I have bought into just about every time management hack since the early 90’s. If I had invested the money I spent on planners instead of spending it on planners I would probably have like, $780.
Advertising did it’s job on making me believe that writing my stuff down was going to get me to accomplish more and be more organized. The same kind of belief stems from the idea that budgeting is going to take care of money problems.
I wish it were that simple.
Unfortunately, the problem lies with me not the tools. To think that the tools, like a planner and a budget, are going to correct my habits is wishful thinking.
It’s like me buying a pair of tap shoes and being able to dance. I’m not even talking about dancing like Fred Astaire or anything. I’m just talking about dancing period. (I blame Nike for making me think shoes will give me super powers).
Managing my time has to come from me not from a piece of paper. And for me I needed to understand how time worked. I don’t mean in the elementary-school-learning-how-to-tell-time way, but in how I perceive time, and how I worked within the boundaries of time.
Let me explain.
I take a long time to shower. I always have. But I’ve never timed myself. Because I’ve never timed myself I just assumed that my showers were like everyone else’s showers, in the 5-7 minute range.

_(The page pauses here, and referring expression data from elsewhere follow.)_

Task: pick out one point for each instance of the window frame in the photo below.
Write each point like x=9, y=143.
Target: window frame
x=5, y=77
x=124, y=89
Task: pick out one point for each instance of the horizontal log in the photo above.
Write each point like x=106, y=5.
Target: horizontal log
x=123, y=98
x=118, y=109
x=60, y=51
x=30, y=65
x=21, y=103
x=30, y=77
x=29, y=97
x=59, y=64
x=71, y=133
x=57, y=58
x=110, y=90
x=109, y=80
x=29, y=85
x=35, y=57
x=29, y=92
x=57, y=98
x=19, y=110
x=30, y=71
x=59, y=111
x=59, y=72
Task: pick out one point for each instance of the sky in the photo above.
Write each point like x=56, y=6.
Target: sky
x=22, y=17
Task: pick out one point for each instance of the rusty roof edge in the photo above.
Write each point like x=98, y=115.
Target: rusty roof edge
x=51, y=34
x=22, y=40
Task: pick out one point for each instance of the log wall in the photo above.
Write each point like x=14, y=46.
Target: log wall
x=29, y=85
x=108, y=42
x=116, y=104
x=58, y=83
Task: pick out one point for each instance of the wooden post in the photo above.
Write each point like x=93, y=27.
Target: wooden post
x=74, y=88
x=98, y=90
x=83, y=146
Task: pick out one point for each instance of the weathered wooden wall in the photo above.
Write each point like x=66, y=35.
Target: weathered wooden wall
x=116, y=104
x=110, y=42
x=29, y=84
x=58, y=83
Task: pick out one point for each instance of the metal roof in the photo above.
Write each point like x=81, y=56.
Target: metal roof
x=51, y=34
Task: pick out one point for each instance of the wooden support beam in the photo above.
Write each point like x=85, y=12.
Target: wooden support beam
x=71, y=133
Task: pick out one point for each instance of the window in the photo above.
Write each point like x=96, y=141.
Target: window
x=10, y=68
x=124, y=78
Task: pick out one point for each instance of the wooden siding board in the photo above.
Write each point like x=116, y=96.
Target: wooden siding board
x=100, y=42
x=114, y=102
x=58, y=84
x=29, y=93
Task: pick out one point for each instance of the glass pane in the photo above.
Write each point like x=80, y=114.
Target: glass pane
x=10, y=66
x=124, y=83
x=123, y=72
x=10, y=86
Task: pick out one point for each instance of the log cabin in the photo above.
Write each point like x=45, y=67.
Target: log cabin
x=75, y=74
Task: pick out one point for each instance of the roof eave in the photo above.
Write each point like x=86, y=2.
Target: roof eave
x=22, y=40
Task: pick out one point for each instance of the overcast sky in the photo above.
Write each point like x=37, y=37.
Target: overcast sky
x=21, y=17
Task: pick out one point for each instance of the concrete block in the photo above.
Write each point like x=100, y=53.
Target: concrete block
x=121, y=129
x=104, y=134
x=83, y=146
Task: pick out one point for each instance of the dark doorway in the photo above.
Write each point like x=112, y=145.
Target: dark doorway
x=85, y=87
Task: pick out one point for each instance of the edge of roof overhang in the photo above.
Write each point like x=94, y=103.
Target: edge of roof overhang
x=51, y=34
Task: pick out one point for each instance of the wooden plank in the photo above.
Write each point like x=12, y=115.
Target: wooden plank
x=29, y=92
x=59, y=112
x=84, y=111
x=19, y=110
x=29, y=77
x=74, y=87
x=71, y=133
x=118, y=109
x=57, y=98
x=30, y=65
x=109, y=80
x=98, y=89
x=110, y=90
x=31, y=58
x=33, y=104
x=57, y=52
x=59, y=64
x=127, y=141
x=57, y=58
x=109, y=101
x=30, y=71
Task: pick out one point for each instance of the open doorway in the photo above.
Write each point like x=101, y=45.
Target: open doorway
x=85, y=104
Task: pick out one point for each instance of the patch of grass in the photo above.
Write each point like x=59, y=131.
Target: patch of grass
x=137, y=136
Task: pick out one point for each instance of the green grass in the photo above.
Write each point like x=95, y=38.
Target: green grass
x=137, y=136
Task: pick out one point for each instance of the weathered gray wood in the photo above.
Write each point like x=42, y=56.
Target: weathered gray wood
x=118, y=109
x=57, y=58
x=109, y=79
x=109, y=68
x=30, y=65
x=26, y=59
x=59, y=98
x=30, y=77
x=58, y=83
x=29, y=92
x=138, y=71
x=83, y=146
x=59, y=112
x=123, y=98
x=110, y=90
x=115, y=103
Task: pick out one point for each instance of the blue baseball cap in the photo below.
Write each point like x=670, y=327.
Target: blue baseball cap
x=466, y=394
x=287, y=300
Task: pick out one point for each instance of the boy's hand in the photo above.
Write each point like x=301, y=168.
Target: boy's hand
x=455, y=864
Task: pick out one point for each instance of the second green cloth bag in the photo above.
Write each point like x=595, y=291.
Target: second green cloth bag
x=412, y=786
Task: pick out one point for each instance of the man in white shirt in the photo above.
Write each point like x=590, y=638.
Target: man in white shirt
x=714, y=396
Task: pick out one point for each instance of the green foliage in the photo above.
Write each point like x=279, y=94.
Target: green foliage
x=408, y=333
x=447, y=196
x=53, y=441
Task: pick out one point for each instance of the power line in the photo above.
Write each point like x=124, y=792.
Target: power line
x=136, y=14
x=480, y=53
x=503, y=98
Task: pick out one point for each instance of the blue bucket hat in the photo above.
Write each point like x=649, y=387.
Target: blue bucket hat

It doesn’t matter how many times I wrote down shower in my planner, or how well thought out my day was, as soon as I got out of the shower I was behind. By the middle of the day I knew I couldn’t keep up and so I gave up. Resigning to the fact that I would never be able to manage my time.
Because I was told that time management had to do with a planner, and much shorter showers, I would beat myself up about the length of my showers and my failure to use a planner. As a result I tried taking shorter showers. Within a few days I was back to long showers.
To really get a handle on my time management I needed to start with where I was at and then figure out how to get where I wanted to go.
I love showers. I love the hot water. I love the isolation. I do some of my best thinking in the shower. It’s a way for the me to naturally recharge and get ready for the day (or get ready for bed). The length of my showers wasn’t going to change.
The ticket for me to understanding how to manage my time was understanding how long it takes me to do things.
Shower - 15-20 minutes (don’t judge me)
Getting dressed - 10 minutes
Breakfast - 25 minutes
Getting to work - 7 minutes
Getting through email - 1 hour
Writing a blog post - 35 minutes
Walking the dog - 20 minutes
Gym - 90 minutes
You get the idea. I started to breakdown my tasks so that I could understand how long I took to do things. The real hard part about this was not judging the time it takes me. I still hold some trauma from fifth grade about not being the first complete the math test.
An hour workout should only take me an hour, right? Except that I am relatively new to the gym, and it’s a new workout, which means it might take me 6 weeks to figure out the right weights I should be lifting. Eventually I could get to an hour, but it takes time and practice. There’s no room for judgment.
After understanding this I thought I had it made. But I was still running into problems with fitting everything I had written down on my schedule.
Then I listened to Essentialism.
Greg Mckeown talks about this concept called buffering. Buffering is like contingency time that you give yourself in case things happen. Things will always happen.
The way he explained it to his kids was through an imaginary game. The rules to the game were they needed to get to a certain place in the car by a certain time, but they couldn’t use the brakes (stop time).
As he talked through this experiment with his kids they quickly realized that the key to success was the space between their car and the car in front of them. This space would give them ample opportunity to slow down or speed up in response to the traffic.
This was the next step in me understanding time.
Not everything is going to go according to plan. Inevitably I will get a phone call, have to meet with a student, my daughter will throw up, the dog will see another dog and freak out.
Something will always put a wrench in the system I’ve created. The trick for me is knowing this before hand, loosening my expectation of what wanted to get done, and scheduling in buffer time.
Now, just to be sure, I still struggle with time and getting everything I want done. A lot of that has to do with focus and preparation and not on managing my time.
How do you manage your time? When are you the mort productive?